During his speech, the general highlighted key points from the U.S. Air Force priorities, particularly steps that our expeditionary forces are taking toward a more flexible military service. He also put special emphasis on boosting partnerships to "win today's fight," and modernizing our air inventories while addressing today's joint assembly.

"A good example is the C-130J Super Hercules. It's a very large, collaborative community with seven partner nations involved in upgrades to the airframe," he said. "The interoperability of those nations is a good thing because nobody gets left out when it comes to training and upgrades."

Discussion of the future of strategic airlift within the U.S. Air Force and NATO was a hot topic for the gathering. Modernizing the C-130J fleet, in addition to other aircraft, will provide a more universal fleet not only in the U.S. military forces, but for coalition forces as well, according to the general.

Creating continuity between countries participating in NATO will be vital in coming years with force shaping, budget cuts and coalition forces withdrawing from Afghanistan in the coming years.

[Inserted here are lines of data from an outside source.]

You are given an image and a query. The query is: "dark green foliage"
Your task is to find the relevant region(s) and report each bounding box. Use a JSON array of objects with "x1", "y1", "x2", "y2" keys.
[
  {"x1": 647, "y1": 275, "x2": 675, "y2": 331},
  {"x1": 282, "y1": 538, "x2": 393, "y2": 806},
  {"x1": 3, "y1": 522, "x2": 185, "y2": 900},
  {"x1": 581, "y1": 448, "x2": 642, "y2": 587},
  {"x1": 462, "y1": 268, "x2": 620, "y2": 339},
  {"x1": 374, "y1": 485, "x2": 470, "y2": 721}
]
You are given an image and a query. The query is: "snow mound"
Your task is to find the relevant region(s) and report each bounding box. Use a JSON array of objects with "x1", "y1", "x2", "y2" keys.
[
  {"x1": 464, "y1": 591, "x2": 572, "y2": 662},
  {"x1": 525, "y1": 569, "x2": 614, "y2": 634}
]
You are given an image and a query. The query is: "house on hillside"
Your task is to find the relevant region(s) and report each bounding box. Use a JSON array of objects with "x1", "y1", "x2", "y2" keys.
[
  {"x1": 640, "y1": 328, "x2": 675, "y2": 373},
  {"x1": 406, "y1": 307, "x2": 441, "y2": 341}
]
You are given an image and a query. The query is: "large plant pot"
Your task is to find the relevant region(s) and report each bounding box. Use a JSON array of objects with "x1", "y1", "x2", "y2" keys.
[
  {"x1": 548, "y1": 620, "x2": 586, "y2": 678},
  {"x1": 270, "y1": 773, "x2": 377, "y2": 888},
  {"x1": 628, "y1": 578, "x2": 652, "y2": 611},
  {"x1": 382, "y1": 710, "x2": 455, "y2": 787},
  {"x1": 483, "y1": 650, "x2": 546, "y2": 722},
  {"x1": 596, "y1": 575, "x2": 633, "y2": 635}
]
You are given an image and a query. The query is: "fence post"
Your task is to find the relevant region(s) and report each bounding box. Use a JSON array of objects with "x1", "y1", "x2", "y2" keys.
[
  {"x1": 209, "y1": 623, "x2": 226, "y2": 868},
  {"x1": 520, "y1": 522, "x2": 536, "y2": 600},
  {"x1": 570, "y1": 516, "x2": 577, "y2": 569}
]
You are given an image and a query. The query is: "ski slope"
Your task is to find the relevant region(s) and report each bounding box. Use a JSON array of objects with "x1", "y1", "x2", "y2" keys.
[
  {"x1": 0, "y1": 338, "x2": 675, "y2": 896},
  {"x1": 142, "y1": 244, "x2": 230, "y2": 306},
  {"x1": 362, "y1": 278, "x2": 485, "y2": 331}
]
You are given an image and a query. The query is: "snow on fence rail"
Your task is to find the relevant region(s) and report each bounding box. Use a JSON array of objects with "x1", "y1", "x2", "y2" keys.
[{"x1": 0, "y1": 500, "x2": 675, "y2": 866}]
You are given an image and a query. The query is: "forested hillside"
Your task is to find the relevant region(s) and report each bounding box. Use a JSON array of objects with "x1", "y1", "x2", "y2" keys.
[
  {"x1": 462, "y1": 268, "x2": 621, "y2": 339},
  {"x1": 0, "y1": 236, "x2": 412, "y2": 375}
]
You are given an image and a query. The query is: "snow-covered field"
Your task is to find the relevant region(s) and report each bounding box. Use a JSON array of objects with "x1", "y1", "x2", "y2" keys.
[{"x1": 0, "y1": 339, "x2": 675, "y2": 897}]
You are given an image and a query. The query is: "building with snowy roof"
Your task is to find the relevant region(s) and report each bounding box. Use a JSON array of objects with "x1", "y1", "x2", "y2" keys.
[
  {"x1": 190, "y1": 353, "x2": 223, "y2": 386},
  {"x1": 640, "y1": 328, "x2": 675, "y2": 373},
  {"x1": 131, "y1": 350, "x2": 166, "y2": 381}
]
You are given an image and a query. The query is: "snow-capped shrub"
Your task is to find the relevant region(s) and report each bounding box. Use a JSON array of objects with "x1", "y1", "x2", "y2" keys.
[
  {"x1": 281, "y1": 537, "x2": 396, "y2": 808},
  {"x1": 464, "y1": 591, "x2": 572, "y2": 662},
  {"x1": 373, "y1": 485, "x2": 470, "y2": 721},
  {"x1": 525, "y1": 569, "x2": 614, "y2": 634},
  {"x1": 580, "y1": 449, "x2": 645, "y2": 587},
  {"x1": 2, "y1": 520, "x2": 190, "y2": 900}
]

"Operations in Libya showed that the U.S. Air Force could step back and lead from the rear, by providing key support roles," he said of Operation Unified Protector in 2011. "If you look at our expeditionary capabilities in retrospect, we were able to have 24 KC-135s and 10 KC-10s in a matter of 36 hours to provide support for joint and coalition forces in Libya."

The general further discussed the need for improvement in maintaining an effective expeditionary force that can operate with partner forces anywhere in the world. Bender has a "train like you fight," mentality and believes in being able to coordinate with partner nations to identify logistical problems in these types of discussion forums to allow for more effective airlift and support when actual situations requiring joint operations come about.

"Both internally and internationally, there is a premium on teamwork," he said. "We can no longer look at a situation through a stove pipe lens. Our Airmen need to strive to become experts outside of their functional group."

Bender echoed the tone Chief of Staff of the Air Force, U.S. Gen. Mark A. Welsh III, talking about the need for a strong Air Force. He also acknowledged how times ahead will be tough, for junior Airmen up to the most senior officers, and how all must make the most out of the force that we have available.

The coming drawbacks will present a new era for our active-duty members, the general said.

"It all comes back to being able to work together effectively and efficiently," Bender concluded. "We have a long road ahead of us, and it's not one that we should be treading without partners."